When these things came to pass, when ice cruised down the veins of my right arm, when I felt the room tilt a bit to the left, when I became certain a penny was under my tongue, I felt confident. Maritza was exactly right. She knew what she was doing. I was in the hands of capable medical professionals.
But my mom had capable medical professionals. And later, so did my dad. We’re all of us, only human, and that sentence comes with unavoidable, if wholly unpleasant, implications.
Maritza handed me my glasses, told me to drink lots of liquids, and said I could just leave, that there was no need to stop at the front desk. Someone would call my doctor in three or four days. I remember wishing she could tell me which one it could be—three or four.
But of course, it isn’t three or four days. It’s just eight hours later, and I’m standing in the kitchen punching in the code to retrieve the message, which must either be good news or bad. A sing songy, cheery voice identifies itself as a nurse with Dr. Kostelac, and the phrase “Totally normal” comes through the receiver. I replay the message twice, just to be certain. I contemplate not erasing it, so I can listen to it again later, but my OCD only goes so far, and I delete it.
So it turns out I didn’t have a stroke. I don’t have cancer. There is no malignant growth in my brain, no mutating cells eager to start eating their way through that part of my flesh that contains the elaborate labyrinth of memory, the control center for all my musculature and coherent thought, the tumbling storms of emotions that comprise my sense of awareness. The voice mail notification was one of a dozen calls that nurse made at the end of the day, I imagine, on a post it note list alongside news to other patients of other test results, of rescheduled appointments, of prescriptions called in. For her, she left the message and scratched off my name. For me, her simple words translated to “You’re not about to die. Your family won’t be cast into turmoil. You’ll live, Neil.” It’s my own inner voice that adds the words, “For now.”

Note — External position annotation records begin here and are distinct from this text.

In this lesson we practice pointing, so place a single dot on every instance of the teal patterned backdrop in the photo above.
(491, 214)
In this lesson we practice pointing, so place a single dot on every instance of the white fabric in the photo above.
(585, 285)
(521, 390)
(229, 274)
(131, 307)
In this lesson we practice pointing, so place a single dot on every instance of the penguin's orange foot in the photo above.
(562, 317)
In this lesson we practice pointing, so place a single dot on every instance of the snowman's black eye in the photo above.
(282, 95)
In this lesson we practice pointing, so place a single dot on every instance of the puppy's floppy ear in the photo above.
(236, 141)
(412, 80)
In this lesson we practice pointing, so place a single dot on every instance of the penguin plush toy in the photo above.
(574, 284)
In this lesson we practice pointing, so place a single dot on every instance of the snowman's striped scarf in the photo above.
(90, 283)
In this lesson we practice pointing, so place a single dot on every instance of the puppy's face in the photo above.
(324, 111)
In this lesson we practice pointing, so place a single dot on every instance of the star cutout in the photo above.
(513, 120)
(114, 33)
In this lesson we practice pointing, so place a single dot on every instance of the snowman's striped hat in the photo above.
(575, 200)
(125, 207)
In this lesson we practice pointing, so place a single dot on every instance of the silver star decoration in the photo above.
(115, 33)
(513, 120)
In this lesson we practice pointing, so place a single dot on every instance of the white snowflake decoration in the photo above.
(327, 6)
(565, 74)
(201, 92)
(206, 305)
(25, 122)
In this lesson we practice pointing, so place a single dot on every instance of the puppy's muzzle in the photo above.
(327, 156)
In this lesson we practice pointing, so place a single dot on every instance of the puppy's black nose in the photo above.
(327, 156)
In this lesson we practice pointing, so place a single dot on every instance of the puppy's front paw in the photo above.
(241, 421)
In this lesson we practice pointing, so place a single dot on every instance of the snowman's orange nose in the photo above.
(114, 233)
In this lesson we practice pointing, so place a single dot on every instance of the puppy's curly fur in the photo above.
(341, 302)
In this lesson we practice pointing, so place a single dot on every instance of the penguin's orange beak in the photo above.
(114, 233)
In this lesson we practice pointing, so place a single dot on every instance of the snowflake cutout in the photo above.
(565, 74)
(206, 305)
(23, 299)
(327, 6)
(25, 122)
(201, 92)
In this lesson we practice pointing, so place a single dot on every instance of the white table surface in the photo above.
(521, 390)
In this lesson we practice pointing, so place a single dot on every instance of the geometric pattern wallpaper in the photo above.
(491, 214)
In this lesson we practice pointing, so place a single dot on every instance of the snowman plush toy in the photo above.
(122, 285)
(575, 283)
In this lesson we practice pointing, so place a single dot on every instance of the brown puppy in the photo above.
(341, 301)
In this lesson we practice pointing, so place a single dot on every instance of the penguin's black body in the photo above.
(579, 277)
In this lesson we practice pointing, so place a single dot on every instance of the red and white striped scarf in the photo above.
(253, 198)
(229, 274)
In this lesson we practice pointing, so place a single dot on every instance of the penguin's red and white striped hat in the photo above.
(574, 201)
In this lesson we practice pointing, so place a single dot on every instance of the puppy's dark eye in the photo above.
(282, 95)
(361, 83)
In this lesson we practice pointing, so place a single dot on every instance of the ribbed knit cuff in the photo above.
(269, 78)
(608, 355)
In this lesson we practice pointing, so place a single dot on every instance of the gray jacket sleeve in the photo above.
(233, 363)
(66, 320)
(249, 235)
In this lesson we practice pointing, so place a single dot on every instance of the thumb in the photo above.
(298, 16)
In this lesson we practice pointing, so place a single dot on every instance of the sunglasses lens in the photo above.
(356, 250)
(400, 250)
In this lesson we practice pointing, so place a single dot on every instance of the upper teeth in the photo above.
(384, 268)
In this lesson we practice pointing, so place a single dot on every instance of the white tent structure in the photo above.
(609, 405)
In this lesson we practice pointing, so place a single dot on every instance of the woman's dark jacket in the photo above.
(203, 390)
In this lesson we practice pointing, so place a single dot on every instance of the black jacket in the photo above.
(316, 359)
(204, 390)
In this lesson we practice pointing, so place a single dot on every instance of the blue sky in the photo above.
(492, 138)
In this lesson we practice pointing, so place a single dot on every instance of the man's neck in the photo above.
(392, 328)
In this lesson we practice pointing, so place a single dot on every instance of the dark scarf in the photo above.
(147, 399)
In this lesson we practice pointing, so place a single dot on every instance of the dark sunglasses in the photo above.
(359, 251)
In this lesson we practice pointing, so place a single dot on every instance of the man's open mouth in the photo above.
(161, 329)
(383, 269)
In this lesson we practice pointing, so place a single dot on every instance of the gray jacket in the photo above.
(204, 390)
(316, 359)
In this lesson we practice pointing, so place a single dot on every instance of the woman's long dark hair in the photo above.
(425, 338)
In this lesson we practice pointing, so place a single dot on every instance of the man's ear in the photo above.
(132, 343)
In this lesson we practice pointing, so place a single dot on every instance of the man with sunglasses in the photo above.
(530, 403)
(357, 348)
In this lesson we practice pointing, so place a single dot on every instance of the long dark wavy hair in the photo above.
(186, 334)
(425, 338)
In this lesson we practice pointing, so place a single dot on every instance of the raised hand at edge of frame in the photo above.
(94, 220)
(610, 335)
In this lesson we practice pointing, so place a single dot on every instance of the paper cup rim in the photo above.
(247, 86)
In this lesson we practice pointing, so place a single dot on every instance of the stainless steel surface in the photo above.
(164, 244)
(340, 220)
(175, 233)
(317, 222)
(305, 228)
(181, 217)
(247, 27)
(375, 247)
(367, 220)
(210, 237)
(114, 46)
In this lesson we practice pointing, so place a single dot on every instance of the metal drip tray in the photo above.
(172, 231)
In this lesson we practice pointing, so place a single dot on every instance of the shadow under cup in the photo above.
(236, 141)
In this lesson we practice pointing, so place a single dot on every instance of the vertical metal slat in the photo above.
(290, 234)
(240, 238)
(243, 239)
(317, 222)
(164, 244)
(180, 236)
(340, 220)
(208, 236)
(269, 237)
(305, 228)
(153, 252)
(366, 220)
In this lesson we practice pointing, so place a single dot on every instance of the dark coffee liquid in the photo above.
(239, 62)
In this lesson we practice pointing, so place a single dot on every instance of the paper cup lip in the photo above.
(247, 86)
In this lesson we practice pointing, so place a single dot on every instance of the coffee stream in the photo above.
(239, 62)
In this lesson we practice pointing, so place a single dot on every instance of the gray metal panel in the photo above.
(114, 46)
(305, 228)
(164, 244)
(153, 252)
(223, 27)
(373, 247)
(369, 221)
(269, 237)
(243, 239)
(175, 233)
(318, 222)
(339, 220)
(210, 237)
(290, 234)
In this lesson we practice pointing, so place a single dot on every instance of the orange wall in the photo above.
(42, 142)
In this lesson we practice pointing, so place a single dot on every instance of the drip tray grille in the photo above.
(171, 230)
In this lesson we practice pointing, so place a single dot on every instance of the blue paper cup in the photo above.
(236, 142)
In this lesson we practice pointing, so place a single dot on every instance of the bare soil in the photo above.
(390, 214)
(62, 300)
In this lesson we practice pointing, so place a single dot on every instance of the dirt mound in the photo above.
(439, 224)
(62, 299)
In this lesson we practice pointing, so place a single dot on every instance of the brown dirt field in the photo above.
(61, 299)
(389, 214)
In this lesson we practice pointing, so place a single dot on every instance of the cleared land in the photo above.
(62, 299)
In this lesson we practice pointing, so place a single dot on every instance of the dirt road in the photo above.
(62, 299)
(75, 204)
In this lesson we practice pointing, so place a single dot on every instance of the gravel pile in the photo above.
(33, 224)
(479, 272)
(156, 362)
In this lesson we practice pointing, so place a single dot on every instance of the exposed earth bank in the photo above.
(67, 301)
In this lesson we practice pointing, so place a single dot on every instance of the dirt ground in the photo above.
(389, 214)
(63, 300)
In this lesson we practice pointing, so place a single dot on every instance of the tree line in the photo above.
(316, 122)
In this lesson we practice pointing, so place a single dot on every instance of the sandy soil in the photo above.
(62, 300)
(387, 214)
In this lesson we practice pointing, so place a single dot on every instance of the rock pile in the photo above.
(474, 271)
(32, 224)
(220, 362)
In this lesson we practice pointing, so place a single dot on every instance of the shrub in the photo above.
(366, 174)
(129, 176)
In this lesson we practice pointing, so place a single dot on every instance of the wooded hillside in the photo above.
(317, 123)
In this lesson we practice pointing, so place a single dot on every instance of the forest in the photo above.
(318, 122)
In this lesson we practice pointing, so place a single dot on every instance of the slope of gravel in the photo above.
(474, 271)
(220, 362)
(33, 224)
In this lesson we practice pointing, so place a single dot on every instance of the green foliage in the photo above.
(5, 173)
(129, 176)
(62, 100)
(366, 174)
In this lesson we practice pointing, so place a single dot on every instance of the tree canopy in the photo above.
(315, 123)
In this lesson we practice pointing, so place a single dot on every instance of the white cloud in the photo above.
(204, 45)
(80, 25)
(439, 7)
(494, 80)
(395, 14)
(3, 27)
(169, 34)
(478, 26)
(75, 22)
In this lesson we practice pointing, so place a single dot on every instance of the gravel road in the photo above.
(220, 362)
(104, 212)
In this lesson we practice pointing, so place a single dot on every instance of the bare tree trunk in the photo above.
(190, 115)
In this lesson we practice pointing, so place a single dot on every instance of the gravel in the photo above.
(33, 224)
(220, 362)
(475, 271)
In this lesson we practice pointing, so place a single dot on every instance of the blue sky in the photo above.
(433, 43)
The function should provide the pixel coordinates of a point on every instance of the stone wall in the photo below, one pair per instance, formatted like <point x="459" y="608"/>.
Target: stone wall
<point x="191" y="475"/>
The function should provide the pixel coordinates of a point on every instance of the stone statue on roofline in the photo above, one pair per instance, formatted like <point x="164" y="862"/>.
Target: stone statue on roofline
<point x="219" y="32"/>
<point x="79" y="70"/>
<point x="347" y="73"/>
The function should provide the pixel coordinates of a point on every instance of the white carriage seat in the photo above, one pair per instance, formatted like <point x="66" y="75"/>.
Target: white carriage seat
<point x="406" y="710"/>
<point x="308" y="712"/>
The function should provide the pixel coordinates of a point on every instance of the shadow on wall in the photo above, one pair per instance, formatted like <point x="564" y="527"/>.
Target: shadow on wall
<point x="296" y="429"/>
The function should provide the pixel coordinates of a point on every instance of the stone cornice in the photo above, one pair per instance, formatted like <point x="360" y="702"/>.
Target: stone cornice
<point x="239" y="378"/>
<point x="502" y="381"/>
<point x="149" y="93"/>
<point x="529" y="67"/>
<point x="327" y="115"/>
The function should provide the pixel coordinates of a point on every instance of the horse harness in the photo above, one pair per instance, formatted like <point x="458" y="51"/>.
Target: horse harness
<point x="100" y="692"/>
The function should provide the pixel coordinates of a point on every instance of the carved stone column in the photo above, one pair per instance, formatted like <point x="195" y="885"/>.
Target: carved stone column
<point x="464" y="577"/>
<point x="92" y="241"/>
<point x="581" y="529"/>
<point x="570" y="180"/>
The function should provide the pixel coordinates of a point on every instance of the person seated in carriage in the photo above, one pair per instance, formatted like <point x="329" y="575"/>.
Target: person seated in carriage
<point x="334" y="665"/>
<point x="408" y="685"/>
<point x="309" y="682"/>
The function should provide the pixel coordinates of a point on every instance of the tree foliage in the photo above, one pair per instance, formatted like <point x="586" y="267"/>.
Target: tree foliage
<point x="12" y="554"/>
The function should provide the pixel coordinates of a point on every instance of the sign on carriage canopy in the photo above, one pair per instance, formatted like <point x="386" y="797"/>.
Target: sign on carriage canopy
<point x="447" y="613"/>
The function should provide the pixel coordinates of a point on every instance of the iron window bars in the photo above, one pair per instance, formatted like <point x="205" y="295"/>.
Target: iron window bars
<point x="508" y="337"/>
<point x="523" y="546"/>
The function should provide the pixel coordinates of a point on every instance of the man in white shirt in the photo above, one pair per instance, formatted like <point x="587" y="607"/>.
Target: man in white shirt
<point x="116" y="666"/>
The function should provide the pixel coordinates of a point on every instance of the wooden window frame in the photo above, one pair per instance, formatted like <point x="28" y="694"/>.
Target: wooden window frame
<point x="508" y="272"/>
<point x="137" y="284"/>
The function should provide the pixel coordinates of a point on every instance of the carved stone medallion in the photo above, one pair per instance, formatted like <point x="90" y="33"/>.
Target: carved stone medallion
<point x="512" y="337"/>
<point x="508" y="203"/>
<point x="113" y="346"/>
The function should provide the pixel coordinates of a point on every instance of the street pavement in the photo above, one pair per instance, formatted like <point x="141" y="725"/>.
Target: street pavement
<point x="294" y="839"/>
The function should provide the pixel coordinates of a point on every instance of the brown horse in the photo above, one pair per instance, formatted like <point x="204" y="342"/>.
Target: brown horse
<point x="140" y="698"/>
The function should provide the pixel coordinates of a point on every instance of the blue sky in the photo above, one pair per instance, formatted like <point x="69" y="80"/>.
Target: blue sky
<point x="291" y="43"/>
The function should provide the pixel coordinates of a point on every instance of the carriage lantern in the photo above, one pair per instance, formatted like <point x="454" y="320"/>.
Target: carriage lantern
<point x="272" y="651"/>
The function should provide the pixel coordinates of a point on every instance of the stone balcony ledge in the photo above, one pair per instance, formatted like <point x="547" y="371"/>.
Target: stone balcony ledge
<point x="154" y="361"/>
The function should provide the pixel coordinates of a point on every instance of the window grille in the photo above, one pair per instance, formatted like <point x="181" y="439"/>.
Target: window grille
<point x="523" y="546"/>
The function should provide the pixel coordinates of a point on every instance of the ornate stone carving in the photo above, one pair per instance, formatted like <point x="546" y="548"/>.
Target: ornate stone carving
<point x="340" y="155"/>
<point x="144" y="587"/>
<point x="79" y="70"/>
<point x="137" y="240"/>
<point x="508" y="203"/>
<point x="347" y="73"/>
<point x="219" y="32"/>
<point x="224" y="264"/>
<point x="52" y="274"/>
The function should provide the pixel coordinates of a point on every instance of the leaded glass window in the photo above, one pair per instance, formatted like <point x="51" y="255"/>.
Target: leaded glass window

Ultimately then, this isn’t much of a story at all. I can’t shape it like I can when I write fiction. In many ways, it feels like a parable for a life insurance salesman. But I’m compelled to write it anyway. Mostly I think I wanted to capture my experience with words, like catching a genie in a bottle, or casting a demon into some vessel. I want to exorcise the memory and cast it here, onto the page. And then I want to be done with it and return while I can, for as long as I have allotted, back to the land of the living.